Let us lay this to heart, with seriousness and godly fear. For so we shall look up with reverence, and yet with hope, to Christ the ascended king, to whom all power is given in heaven and earth; for ever asking Him for His Holy Spirit, to put into our minds good desires, and to enable us to bring these desires to good effect. And so we shall live for ever under our great taskmaster’s eye, and find out that that eye is not merely the eye of a just judge, not merely the eye of a bountiful king, but more the eye of a loving and merciful Saviour, in whose presence is life even here on earth; and at whose right hand, even in this sinful world, are pleasures for evermore.

SERMON XXXI. THE UNCHANGEABLE CHRIST

Eversley. 1845.

Hebrews xiii. 8. “Jesus Christ the same yesterday, and to-day, and for ever.”

Let me first briefly remind you, as the truth upon which my whole explanation of this text is built, that man is not meant either for solitude or independence. He is meant to live with his fellow-men, to live by them, and to live for them. He is healthy and godly, only when he knows all men for his brothers; and himself, in some way or other, as the servant of all, and bound in ties of love and duty to every one around him.

It is not, however, my intention to dwell upon this truth, deep and necessary as it is, but to turn your attention to one of its consequences; I mean to the disappointment and regret of which so many complain, who try, more or less healthily, to keep that truth before them, and shew it forth in their daily life.

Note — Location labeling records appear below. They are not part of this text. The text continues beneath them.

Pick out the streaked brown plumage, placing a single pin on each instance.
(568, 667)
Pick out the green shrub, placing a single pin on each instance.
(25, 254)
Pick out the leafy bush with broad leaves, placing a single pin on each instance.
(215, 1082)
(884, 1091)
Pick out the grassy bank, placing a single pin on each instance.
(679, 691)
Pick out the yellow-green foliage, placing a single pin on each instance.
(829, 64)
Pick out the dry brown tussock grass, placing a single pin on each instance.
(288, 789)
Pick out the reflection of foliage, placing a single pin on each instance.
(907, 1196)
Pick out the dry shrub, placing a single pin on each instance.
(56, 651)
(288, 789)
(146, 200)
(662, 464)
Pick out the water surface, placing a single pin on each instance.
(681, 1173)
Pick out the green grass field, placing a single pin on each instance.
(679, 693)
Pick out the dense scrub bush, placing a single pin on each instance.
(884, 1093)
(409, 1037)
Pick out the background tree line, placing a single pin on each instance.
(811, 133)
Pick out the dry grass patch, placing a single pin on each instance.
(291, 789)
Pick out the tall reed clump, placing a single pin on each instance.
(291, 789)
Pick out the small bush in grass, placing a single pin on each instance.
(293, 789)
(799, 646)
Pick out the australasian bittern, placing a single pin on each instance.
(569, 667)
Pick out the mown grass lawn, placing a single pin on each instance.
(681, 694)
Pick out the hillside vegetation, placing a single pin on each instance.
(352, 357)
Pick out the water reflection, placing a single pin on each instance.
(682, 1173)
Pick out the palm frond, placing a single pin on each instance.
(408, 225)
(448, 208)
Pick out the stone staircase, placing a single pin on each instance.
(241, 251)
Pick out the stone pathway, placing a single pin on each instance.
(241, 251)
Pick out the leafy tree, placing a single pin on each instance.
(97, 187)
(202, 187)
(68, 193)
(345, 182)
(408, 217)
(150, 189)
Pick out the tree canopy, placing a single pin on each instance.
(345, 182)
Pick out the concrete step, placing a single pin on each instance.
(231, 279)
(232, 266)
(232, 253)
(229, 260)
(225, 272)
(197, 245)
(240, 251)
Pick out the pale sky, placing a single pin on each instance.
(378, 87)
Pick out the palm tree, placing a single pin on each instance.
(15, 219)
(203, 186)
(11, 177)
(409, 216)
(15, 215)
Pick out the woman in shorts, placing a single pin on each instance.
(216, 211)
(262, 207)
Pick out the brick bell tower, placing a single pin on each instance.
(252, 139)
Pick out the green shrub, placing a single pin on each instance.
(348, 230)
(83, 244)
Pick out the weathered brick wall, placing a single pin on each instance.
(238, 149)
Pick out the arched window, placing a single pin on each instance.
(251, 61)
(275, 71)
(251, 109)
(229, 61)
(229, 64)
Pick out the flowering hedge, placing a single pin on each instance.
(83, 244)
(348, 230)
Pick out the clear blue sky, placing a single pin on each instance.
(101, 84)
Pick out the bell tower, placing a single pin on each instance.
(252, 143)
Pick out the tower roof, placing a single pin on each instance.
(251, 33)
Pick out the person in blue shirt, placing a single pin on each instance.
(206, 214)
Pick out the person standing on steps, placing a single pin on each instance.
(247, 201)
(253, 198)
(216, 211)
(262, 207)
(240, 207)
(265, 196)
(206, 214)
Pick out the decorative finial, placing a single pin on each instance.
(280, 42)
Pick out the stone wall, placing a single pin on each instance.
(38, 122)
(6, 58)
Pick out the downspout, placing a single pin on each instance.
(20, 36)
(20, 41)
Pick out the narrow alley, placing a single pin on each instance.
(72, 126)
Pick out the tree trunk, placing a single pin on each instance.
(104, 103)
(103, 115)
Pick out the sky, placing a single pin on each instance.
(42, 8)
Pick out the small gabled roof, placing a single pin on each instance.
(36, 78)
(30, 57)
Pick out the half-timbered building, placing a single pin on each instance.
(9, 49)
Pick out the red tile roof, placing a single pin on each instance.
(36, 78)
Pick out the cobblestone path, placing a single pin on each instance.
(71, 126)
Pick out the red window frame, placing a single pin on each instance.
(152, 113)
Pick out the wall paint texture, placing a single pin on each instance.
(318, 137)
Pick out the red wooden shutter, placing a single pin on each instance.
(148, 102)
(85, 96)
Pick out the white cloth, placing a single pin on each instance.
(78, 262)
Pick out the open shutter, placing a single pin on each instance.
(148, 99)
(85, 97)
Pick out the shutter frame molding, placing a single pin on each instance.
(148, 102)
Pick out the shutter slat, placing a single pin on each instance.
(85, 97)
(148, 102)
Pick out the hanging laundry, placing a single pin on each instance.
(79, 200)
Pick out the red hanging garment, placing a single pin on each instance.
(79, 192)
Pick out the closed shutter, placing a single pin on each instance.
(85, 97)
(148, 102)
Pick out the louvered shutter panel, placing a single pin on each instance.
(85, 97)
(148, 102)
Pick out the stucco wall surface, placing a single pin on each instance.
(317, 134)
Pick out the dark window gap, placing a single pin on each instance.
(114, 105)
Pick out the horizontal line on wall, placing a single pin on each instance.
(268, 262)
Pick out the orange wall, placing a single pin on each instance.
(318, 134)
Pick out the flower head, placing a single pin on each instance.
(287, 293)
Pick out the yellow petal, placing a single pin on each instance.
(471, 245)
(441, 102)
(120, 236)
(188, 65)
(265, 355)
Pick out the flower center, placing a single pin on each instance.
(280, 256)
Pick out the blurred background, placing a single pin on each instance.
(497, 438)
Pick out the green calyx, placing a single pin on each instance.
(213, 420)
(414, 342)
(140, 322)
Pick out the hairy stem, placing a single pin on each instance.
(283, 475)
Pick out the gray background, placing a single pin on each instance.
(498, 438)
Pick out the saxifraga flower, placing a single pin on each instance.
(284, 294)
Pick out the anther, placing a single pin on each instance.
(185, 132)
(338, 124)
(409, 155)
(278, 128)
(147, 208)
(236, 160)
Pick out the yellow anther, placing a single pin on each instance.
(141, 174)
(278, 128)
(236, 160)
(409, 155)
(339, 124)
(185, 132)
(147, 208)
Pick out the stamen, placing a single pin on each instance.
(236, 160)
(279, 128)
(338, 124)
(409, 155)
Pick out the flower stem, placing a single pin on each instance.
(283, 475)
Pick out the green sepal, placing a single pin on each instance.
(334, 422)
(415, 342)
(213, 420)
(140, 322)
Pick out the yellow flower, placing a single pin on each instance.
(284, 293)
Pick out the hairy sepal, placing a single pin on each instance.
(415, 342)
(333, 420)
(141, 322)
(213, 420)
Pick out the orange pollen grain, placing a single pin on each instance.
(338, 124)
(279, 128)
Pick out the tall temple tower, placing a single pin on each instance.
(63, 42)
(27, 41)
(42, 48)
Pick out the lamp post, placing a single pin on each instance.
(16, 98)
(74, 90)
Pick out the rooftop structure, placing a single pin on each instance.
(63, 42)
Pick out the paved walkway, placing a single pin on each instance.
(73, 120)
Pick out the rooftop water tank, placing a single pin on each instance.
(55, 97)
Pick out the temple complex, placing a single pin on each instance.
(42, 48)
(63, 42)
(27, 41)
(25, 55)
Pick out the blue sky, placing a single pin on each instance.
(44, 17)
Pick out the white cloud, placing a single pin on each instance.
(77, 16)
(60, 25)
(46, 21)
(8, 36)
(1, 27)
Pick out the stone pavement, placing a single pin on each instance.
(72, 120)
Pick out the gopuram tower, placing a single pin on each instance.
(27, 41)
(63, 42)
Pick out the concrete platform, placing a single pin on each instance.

It has been, and is now, a common complaint with many who interest themselves about their fellow-creatures, and the welfare of the human race, that nothing in this world is sure,—nothing is permanent; a continual ebb and flow seems to be the only law of human life. Men change, they say; their friendships are fickle; their minds, like their bodies, alter from day to day. The heart whom you trust to-day, to-morrow may deceive; the friend for whom you have sacrificed so much, will not in his turn endure the trial of his friendship. The child on whom you may have reposed your whole affection for years, grows up and goes forth into the world, and forms new ties, and you are left alone. Why then love man? Why care for any born of woman, if the happiness which depends on them is exposed to a thousand chances—a thousand changes? Again; we hear the complaint that not only men, but circumstances change. Why knit myself, people will ask, to one who to-morrow may be whirled away from me by some eddy of circumstances, and so go on his way, while I see him no more? Why relieve distress which fresh accidents may bring back again to-morrow, with all its miseries? Why attach ourselves to a home which we may leave to-morrow,—to pursuits which fortune may force us to relinquish,—to bright hopes which the rolling clouds may shut out from us,—to opinions which the next generation may find to have been utterly mistaken,—to a circle of acquaintances who must in a few years be lying silent and solitary, each in his grave? Why, in short, set our affections on anything in this earth, or struggle to improve or settle aught in a world where all seems so temporary, changeful, and uncertain, that “nought doth endure but mutability?”

Such is and has been the complaint, mixed up of truth and falsehood, poured out for ages by thousands who have loved (as the world would say) “too well”—who have tried to build up for themselves homes in this world; forgetting that they were strangers and pilgrims in it; and so, when the floods came, and swept away that small fool’s paradise of theirs, repined, and were astonished, as though some strange thing had happened to them.